Vejetaryen beslenme biçimi besin türlerindeki sınırlamalara göre çeşitlendirilir. Vegan diyetinde hiçbir hayvansal ürün yer almaz. Bu diyeti benimseyenler hayvandan elde edilen hiçbir ürünü kullanmazlar. Bunların bir bölümü sadece tahıllarla, bir bölümü sadece meyveler ve botanik yönden meyve sayılan salatalık, domates, biber, patlıcan gibi sebzelerle beslenirler. Vegan diyeti başta B12 vitamini olmak üzere bazı besin öğelerini sağlayamadığından, uygulanması nispeten sınırlıdır.
Beyaz vejetaryen diyetinde sadece kırmızı et yoktur, genelde doymuş yağ içeriği düşüktür. Bu gruptakilerin bazıları sadece bitkisel besinlerle beslenip haftada birkaç kez balık yerler. Bu tür diyete makrobiyotik diyet denir. Hayvansal besinler çok sınırlı olduğundan B12 vitamininin yetersizliği görülebilir.
Laktoovo vejetaryen diyetinde hayvanların öldürülmesiyle elde edilen etlerin hiçbiri bulunmaz. Hayvanın sağken ürettiği süt ve yumurta diyette yer alır. Yumurta ve et bulunduğu için herhangi bir besin öğesinin eksikliği görülmez. Bu tür diyette kuru baklagiller yeterince yer almalıdır. Bitkisel besinlerdeki kan yapıcı demirin yararlılığı düşük olduğundan bu eksikliği gidermek için yemekle birlikte çay, kahve, kola gibi demirin yararlılığını azaltan içeceklerin içilmemesi, yararlığı artıran meyve sebzenin bulunması önerilir. Bazıları yumurtayı da çeşitli nedenlerle yemez. Bu durumda B12 vitamini gereksinmesinin karşılanması güçtür. Özellikle büyüme ve gelişme çağında olan çocuklar, gebe ve emzikli kadınlar ile yaşlılarda B12 vitamini yetersizliği görülebilir.

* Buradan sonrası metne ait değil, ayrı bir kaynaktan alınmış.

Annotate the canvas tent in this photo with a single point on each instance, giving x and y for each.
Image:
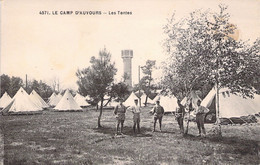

Görüldüğü gibi vejetaryenlik, tiplerine göre sağlıksız ya da sağlıklı olabilir. Vejetaryenliği seçen kişi sadece et yemiyor, diğer hayvansal ürünleri yiyorsa her hangi bir sakıncası yok aslında. Burada önemli olan sadece tahıl ürünlerine bağlı kalmaktır. Bu durumda protein, demir, kalsiyum bazı B vitaminleri gibi çok önemli besin ögeleri karşılanmadığından ilave destek almak önemli bir unsur oluyor. Her besini; doğru zamanda doğru gıda kombinleriyle ve doğru ölçü de yedikten sonra çok da endişelenmeden tüketebileceğinizi savunan bir diyetisyen olarak seçimi tabiki danışanlarıma bırakırım. Sizlere de doğru seçimlerinizle birlikte sağlıklı ve huzurlu bir ay diliyorum.